We will grade your program based on the following criteria :

• Correctness (70%): You will get full marks if your implementation is correct. Partial credit will be given to a partially correct submission.
• Coding Style (15%): We expect you to write neat code. Code should be nicely indented and commented. We also expect you to follow the coding conventions.
• Documentation (15%): Documentation should be short, clear, concise and informative
• Extra credit (10%): If you correctly implement duplicate key handling, where duplicates can span more than one page.

Very Important Advice

• Start early.
• Do this assignment in increasingly more difficult steps.
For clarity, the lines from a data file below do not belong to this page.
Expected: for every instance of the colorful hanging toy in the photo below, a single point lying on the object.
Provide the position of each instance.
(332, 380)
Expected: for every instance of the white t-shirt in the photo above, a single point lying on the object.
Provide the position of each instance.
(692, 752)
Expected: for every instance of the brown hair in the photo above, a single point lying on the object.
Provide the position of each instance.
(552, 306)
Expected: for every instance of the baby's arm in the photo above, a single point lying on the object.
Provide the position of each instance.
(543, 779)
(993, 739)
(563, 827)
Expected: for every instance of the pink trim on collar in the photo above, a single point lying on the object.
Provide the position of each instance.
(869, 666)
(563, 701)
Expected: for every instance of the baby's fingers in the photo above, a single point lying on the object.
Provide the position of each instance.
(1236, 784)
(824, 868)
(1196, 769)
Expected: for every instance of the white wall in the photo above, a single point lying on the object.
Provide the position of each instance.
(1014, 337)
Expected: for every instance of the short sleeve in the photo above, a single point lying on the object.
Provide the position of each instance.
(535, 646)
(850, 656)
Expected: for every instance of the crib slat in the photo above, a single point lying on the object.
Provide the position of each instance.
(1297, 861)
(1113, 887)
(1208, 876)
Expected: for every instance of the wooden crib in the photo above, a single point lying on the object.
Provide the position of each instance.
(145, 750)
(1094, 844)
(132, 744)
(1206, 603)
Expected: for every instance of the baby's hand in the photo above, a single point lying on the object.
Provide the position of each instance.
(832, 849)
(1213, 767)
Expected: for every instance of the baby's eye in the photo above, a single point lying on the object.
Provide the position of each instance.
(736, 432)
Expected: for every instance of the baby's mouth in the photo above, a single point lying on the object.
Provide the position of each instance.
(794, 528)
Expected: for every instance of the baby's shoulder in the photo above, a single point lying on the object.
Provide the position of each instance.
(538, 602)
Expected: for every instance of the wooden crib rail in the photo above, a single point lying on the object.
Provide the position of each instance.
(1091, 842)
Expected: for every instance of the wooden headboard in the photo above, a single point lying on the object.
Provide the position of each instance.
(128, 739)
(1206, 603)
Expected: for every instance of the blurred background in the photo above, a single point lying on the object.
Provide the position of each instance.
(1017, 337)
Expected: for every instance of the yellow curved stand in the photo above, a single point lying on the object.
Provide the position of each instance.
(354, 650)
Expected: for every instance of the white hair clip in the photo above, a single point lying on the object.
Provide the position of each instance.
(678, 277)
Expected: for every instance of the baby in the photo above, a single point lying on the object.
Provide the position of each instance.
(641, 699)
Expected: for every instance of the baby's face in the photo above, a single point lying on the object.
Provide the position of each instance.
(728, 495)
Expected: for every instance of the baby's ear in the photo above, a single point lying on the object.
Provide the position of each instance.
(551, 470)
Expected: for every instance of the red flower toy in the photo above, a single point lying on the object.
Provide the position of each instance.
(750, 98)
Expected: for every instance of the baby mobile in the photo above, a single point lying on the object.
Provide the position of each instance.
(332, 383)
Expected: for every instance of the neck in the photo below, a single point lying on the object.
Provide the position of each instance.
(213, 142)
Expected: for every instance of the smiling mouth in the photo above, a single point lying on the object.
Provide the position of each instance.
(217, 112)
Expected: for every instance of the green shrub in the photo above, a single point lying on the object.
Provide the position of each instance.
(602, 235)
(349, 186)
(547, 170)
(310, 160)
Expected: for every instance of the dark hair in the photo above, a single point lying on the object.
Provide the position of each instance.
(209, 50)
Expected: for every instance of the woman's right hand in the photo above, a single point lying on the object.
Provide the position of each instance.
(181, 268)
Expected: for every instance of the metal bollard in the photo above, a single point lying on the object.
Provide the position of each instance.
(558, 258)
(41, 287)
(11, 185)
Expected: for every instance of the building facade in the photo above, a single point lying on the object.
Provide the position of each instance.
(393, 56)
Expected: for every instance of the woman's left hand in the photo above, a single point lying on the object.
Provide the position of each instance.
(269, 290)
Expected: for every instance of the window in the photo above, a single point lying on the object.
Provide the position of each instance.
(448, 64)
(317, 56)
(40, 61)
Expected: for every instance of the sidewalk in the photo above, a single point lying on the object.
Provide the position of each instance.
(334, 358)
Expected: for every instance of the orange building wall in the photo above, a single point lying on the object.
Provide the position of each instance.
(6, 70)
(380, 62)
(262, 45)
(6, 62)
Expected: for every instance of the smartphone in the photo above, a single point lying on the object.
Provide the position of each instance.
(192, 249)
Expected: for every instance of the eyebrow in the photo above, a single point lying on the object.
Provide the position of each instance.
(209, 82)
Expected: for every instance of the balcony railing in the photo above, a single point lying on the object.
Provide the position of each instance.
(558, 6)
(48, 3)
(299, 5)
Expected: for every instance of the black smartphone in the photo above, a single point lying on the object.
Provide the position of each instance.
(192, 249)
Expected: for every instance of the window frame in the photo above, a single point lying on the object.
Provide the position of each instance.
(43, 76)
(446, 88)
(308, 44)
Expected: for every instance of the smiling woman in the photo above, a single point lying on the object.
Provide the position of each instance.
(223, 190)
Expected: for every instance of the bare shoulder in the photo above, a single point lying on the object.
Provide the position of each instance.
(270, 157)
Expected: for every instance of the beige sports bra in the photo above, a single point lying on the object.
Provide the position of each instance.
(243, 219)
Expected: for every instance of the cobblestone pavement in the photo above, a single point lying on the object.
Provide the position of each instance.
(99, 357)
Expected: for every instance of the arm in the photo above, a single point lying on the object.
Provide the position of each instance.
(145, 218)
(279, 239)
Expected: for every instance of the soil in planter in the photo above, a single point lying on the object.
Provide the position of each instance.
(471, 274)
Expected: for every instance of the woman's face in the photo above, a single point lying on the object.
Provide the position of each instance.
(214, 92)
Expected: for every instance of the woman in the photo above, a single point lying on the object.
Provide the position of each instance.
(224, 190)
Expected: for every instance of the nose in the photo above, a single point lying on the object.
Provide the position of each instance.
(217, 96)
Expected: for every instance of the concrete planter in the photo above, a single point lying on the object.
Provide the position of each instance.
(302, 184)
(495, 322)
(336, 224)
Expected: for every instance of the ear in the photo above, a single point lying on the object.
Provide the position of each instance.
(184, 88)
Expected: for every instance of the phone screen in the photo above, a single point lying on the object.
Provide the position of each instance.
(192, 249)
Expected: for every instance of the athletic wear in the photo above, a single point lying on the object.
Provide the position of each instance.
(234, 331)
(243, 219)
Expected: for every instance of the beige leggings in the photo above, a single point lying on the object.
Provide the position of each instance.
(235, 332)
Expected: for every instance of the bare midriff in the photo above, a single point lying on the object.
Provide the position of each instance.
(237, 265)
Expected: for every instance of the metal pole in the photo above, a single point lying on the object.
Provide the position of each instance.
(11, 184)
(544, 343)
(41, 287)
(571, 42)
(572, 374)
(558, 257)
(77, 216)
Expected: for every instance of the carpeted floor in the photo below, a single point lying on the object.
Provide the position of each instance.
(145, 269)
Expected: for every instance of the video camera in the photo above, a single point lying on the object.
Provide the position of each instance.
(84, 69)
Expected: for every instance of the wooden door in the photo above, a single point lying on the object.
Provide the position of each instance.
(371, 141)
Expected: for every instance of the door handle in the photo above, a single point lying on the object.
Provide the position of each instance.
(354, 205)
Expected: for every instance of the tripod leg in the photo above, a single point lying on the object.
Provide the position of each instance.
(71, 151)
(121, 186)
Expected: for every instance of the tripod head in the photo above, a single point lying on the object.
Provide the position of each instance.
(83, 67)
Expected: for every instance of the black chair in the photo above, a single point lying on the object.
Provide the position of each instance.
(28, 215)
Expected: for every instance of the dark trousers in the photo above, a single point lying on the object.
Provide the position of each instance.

For example, you might want to implement BTreeFile::Insert and for tree with only one node (a root) and assume no overflow. Then implement BTreeFile::Insert that handles overflows in leaf nodes, and then implement BTreeFile::Insert to handle overflows in index nodes.
• Be careful and remember to unpin any pages that you pin. Otherwise your buffers may become full and you will not be able to pin any more pages. Or you might get errors when trying to unpin pages that are not pinned.